1023 Have Fun with Numbers (20 分)

Notice that the number 123456789 is a 9-digit number consisting exactly the numbers from 1 to 9, with no duplication. Double it we will obtain 246913578, which happens to be another 9-digit number consisting exactly the numbers from 1 to 9, only in a different permutation. Check to see the result if we double it again!

Now you are suppose to check if there are more numbers with this property. That is, double a given number with k digits, you are to tell if the resulting number consists of only a permutation of the digits in the original number.

Input Specification:

Each input contains one test case. Each case contains one positive integer with no more than 20 digits.

Output Specification:

For each test case, first print in a line "Yes" if doubling the input number gives a number that consists of only a permutation of the digits in the original number, or "No" if not.
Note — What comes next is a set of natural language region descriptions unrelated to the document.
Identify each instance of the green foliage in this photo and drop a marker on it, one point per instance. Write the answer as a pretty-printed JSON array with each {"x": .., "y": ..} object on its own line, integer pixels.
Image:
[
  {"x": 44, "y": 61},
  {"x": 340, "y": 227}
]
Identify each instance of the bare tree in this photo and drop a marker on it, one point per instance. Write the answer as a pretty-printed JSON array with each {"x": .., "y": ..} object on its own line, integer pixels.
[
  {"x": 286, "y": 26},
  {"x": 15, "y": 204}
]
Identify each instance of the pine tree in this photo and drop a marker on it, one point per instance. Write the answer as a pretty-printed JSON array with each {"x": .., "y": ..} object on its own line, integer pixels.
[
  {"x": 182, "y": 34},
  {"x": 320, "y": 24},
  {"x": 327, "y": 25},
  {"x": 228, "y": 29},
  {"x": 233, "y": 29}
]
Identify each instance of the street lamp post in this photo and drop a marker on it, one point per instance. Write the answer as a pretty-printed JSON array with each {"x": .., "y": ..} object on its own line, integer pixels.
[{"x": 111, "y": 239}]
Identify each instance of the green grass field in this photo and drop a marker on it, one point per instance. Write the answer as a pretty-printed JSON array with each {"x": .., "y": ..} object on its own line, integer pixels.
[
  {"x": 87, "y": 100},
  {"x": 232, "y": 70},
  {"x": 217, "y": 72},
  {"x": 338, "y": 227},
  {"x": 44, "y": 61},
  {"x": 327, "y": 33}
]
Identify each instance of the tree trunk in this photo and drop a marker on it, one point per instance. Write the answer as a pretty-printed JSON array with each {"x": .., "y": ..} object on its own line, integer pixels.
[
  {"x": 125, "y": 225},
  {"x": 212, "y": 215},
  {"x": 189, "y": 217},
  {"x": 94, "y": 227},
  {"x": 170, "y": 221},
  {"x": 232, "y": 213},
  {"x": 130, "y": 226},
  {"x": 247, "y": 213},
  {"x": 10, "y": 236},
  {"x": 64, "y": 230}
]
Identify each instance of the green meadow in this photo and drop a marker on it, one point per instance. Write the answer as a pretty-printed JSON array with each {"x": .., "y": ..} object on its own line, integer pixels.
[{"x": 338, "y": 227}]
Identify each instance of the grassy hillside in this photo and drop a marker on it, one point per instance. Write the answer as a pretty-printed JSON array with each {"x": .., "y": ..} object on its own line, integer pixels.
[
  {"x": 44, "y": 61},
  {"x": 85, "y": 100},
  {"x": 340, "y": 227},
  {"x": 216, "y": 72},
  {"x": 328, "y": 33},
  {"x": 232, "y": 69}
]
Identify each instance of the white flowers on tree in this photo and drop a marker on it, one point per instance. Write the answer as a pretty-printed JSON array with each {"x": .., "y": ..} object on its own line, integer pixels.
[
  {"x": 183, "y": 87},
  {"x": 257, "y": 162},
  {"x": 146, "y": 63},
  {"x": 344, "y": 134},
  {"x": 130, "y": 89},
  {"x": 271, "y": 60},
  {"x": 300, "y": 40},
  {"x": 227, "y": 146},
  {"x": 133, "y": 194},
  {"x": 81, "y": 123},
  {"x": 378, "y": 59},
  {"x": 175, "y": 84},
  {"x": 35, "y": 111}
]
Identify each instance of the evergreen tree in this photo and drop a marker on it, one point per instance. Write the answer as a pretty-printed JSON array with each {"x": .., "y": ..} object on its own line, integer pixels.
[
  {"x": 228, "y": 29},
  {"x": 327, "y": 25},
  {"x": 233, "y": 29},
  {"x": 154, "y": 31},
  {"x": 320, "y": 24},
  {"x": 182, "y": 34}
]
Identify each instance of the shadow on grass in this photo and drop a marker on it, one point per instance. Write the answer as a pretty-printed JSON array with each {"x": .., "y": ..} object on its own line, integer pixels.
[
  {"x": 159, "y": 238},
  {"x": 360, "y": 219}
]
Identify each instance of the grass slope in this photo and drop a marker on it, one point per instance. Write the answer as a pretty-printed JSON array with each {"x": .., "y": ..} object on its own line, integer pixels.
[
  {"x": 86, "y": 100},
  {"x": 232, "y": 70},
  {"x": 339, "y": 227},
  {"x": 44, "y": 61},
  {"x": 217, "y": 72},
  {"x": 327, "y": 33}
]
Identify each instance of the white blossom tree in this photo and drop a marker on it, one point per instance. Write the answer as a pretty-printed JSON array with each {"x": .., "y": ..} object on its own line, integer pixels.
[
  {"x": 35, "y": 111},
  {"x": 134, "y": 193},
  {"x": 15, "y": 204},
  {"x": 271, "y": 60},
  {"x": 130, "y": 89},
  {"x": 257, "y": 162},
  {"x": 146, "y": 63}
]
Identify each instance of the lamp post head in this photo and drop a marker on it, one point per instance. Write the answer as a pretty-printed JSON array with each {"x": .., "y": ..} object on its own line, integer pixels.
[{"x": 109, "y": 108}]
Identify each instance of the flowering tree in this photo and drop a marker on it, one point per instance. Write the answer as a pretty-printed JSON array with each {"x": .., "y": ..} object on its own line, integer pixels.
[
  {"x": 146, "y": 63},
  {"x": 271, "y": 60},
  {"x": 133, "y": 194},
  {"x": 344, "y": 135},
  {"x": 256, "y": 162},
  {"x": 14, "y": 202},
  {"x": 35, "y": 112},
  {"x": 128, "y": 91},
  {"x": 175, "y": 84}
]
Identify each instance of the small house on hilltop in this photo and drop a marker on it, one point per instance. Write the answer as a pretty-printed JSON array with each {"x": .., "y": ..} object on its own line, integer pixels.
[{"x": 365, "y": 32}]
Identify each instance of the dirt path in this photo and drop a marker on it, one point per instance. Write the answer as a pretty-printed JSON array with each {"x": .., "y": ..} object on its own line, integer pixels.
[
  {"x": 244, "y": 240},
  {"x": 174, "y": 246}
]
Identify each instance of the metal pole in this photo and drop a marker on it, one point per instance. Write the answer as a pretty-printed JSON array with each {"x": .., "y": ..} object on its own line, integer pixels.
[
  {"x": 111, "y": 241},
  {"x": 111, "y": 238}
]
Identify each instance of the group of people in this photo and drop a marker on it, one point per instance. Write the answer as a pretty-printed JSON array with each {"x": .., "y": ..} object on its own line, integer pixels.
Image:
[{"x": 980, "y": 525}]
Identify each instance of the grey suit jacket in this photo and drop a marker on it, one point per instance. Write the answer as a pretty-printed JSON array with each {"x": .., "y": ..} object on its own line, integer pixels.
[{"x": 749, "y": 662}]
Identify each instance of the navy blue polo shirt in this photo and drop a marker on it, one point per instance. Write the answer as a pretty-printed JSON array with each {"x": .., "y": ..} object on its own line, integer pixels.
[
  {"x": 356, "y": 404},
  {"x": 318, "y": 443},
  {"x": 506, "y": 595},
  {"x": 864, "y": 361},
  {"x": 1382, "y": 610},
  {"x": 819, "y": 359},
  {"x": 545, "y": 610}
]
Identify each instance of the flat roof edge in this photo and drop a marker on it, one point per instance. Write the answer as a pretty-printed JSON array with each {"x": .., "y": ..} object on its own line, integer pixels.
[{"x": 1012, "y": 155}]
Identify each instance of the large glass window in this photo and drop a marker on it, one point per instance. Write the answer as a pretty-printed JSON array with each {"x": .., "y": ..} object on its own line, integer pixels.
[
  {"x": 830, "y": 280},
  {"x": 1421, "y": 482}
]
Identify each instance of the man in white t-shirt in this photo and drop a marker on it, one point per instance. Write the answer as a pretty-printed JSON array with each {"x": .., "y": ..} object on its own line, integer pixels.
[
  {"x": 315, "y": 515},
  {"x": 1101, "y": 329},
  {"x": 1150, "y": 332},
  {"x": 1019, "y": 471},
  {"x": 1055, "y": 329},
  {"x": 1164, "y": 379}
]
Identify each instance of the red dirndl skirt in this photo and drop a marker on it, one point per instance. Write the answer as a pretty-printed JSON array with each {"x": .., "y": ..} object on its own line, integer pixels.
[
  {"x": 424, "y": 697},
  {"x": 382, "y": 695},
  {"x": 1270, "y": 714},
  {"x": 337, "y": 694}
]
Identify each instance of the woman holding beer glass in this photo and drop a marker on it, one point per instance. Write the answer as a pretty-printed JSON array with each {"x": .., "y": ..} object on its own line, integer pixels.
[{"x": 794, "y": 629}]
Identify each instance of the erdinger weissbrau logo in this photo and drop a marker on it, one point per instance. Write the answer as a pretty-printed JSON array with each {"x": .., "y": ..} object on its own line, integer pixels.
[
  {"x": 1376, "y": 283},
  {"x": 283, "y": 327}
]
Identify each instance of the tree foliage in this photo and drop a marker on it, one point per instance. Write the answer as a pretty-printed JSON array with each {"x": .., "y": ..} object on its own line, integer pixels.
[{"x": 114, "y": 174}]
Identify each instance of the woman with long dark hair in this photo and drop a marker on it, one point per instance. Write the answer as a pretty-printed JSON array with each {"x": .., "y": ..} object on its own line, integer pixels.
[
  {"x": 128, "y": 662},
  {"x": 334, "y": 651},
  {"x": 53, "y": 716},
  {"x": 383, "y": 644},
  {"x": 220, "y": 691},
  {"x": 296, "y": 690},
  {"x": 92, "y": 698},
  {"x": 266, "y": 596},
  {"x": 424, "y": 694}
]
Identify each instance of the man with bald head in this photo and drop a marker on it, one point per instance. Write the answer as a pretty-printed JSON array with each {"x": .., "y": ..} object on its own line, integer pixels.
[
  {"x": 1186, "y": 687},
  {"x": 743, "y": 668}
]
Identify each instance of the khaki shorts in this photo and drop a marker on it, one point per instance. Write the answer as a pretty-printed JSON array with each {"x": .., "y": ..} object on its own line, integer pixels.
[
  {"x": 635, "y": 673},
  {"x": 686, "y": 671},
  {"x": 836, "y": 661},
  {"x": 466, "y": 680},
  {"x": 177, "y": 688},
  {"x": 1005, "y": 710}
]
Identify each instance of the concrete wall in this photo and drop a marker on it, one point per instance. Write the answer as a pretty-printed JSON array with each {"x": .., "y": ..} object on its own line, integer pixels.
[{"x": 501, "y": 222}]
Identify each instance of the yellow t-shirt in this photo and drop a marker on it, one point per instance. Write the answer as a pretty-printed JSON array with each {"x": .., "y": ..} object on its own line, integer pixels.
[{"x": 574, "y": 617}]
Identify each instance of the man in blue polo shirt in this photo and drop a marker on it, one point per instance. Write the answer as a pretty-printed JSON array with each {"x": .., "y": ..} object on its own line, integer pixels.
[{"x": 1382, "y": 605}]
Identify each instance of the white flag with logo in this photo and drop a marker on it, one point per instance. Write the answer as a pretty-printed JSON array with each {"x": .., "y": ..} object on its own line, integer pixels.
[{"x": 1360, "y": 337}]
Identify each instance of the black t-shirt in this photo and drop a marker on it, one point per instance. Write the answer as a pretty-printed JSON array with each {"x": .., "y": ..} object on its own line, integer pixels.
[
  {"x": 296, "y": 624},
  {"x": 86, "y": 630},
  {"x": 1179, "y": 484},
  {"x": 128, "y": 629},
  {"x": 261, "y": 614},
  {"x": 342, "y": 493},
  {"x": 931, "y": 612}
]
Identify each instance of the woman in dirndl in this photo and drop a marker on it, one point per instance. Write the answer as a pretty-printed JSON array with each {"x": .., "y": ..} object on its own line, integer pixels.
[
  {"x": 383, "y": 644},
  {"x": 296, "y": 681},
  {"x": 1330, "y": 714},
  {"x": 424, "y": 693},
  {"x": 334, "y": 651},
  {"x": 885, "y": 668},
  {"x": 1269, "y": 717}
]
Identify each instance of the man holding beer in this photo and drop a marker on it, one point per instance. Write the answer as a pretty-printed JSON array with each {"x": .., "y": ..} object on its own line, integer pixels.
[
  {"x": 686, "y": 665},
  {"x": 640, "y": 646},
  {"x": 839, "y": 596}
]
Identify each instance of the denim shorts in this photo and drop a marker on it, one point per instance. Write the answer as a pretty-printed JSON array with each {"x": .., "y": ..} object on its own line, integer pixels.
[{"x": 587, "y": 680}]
Then in the next line, print the doubled number.

Sample Input:

1234567899

Sample Output:

Yes
2469135798

#include <bits/stdc++.h>
using namespace std;
struct bign
{

    int d[21];
    int len;
    bign()
    {
        memset(d,0,sizeof(d));
        len=0;
    }
};
bign change(char str[])
{
    bign a;
    a.len=strlen(str);
    for(int i=0; i<a.len; i++)
    {
        a.d[i]=str[a.len-i-1]-'0';
    }
    return a;
}
bign multi(bign a,int b)
{
    bign c;
    int carry=0;
    for(int i=0; i<a.len; i++)
    {
        int temp=a.d[i]*b+carry;
        c.d[c.len++]=temp%10;
        carry=temp/10;
    }
    while(carry!=0)
    {
        c.d[c.len++]=carry%10;
        carry/=10;
    }
    return c;
}
bool Judge(bign a,bign b)
{
    if(a.len!=b.len)return false;
    int count[10]= {0};
    for(int i=0; i<a.len; i++)
    {
        count[a.d[i]]++;
        count[b.d[i]]--;
    }
    for(int i=0; i<10; i++)
    {
        if(count[i]!=0)
            return false;
    }
    return true;
}
void print(bign a)
{
    for(int i=a.len-1; i>=0; i--)
    {
        printf("%d",a.d[i]);
    }
}
int main()
{
    char str[21];
    cin.getline(str,21);
    bign a=change(str);
    bign mul=multi(a,2);
    if(Judge(a,mul)==true)printf("Yes\n");
    else printf("No\n");
    print(mul);
    return 0;
}